You are going to hear a story. I am going to tell you a story. A story that is different every time, that will change with each telling. Chinese whispers from ear to ear. Never ending, always changing. It won’t take long, a couple of minutes, your job is to listen, just listen, and then pass it on. All you need to remember is the story, and to pass on these instructions. If you like, you can read out the ones written next to the recorder. Are you ready? Sitting comfortably? Volume as loud as you want it to be? (the control is on the right side of the machine)…

This is a story. And like all good stories it begins:

Once upon a time, there was a girl. There was also a boy. Because this is the way of these things. Except when there’s two boys. Or two girls. There are versions of the story where that is true. But In this version of the story, it’s a girl and a boy.

So,

There are a girl and a boy. And a room. But the boy isn’t in the room yet. Just the girl. She is sitting next to an open fire that she can ill-afford the gas for, and leaning across to knock up the needle and put a new record on, one she quietly hopes will impress the boy when he walks back in. One she likes, but also one she thinks will make her seem impressive. She carefully holds the disc by its edges and lowers it onto the turntable. That satisfying ‘whumph’. And a tiny shiver. Outside it is that time of year when the days are short and outdoors is a battle against the cold.

And then the boy enters, he hands her a glass of ruby red wine and he crouches and puts his head on her shoulder as they sits on the rug in front of the fire.

There is a moment.

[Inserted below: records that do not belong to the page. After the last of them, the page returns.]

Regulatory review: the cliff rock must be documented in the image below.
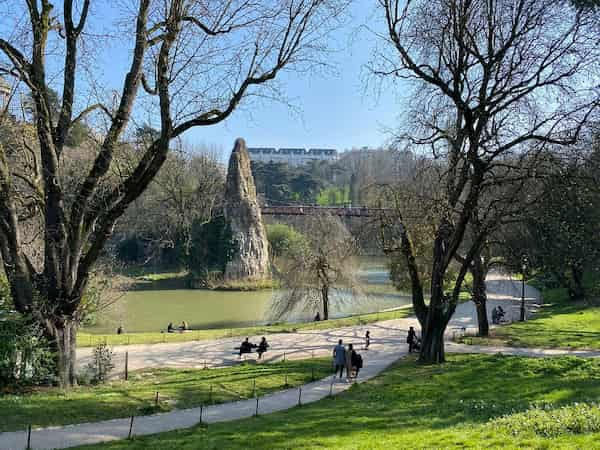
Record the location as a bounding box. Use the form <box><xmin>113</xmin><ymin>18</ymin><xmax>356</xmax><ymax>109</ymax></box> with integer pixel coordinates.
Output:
<box><xmin>225</xmin><ymin>138</ymin><xmax>269</xmax><ymax>280</ymax></box>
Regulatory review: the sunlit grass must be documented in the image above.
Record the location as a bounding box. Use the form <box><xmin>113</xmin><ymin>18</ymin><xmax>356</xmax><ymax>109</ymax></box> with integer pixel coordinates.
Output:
<box><xmin>464</xmin><ymin>279</ymin><xmax>600</xmax><ymax>350</ymax></box>
<box><xmin>77</xmin><ymin>308</ymin><xmax>412</xmax><ymax>347</ymax></box>
<box><xmin>76</xmin><ymin>355</ymin><xmax>600</xmax><ymax>450</ymax></box>
<box><xmin>0</xmin><ymin>358</ymin><xmax>332</xmax><ymax>432</ymax></box>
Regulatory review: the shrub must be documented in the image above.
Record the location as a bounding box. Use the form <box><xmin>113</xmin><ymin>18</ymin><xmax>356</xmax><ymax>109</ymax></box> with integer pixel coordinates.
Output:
<box><xmin>0</xmin><ymin>279</ymin><xmax>54</xmax><ymax>389</ymax></box>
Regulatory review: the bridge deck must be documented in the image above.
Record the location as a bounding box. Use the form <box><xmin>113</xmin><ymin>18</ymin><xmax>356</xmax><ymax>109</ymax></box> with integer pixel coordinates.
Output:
<box><xmin>261</xmin><ymin>205</ymin><xmax>391</xmax><ymax>217</ymax></box>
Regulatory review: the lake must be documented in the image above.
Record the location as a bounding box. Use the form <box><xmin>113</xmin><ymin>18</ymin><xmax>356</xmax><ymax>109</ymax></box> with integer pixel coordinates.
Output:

She breathes in. He kisses the gold of her hair. And then he moves forward.
This mistake, dear listener, is small. Simple too. Maybe it is the movement. Or the few simple silly words that follow. Like the first pebble that goes flying down the edge of a mountain before the rocks ensue.

The words tumble out of her mouth ‘One day I’ll put on an album you’ll like’ as he moves forward to change the music. He pauses. Like a glitch. And from that small, offhand sentence blossoms a whole silence filled with her never feeling good enough. Because she wasn’t. For him. Which he sees, then. And one of those conversations follows. With “you’re wonderful but”, and tears. And break up sex. And a billion carefully held futures snuffed out in a moment.

And it’s not a mistake because she misses him. (She does). And it’s not a mistake because she shouldn’t have felt it (She did). And it’s not a mistake because they should still be together (they shouldn’t). It’s a mistake because it’s un-doable. It’s a mistake because she feels – somewhere she can’t rationalise away- that if she hadn’t said that, it would all still be ok.

That’s the story I want to offer you. A story about a small, sad, mundane mistake. Like most of the ones we make. Only you will hear it told that way. Your job is now to retell it. You can write notes if you want, to help you. And you can use the instructions on the note page to help you pass on what they need to do. But mostly, find your own way of retelling it. Remember to help make the next person feel ok. Be Kind, and remember to Rewind after recording. Thank you.